Book Review: Between the World and Me

Between the World and MeBetween the World and Me by Ta-Nehisi Coates

If the point of a book is to experience the world from another’s viewpoint, just for a little while, this book succeeds. It’s short, around 150 pages in the hardback, and it takes the frame of a father’s letter to his son. It’s dark enough that I appreciated the short length. Some information is hard to take in large doses.
Coates has an impressive use of cadence and meter not often seen in modern literature. If this book were read aloud in a park, people would veer off the path to come closer and hear what was being said, perhaps mistaking it for long-form poetry. A fan of his attributed that to his Hip-Hop roots. The pleasantness of the prose helped ease the sadness of the message.

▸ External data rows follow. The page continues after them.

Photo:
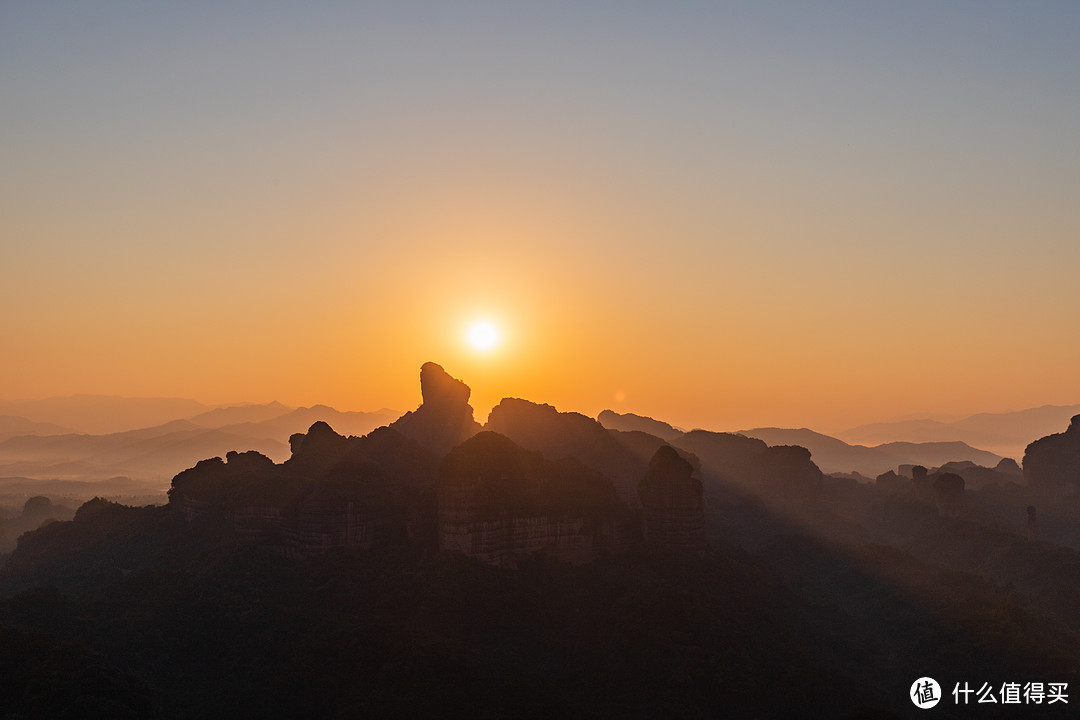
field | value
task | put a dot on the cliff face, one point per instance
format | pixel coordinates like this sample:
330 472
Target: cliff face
558 435
672 507
500 503
1054 460
444 418
333 492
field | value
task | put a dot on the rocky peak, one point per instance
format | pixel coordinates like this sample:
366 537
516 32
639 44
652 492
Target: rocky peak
440 390
444 418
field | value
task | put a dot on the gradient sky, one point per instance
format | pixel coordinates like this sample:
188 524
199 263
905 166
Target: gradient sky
724 215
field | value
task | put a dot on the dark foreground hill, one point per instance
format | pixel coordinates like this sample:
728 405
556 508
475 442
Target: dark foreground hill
800 596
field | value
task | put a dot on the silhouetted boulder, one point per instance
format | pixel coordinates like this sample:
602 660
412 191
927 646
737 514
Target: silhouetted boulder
36 511
976 477
644 446
1054 460
672 504
500 503
631 422
559 435
444 418
948 493
787 469
1009 466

Most of what Coates focuses on is police brutality, and how it’s a reflection of an American culture that invented the concept of “white” to give the concept of “black” meaning. Before Americans considered themselves “white” they had other tribes, like Mennonite or Italian or Jewish or Greek. He writes about what it’s like to be raised in a country where you have known intrinsically that the powers that be do not value your right to an unharmed body. He centers this discussion around the story of a college friend, who despite having excelled in every other way, still lost his life to police brutality.

Coates puts some things into words which I knew but couldn’t describe well. He also told me a lot of things I ought to have known but didn’t, and some things I couldn’t possibly have known and may never understand. He made me think about the history of race relations, and police brutality, and the consequences of living in fear. I recommend this for American readers.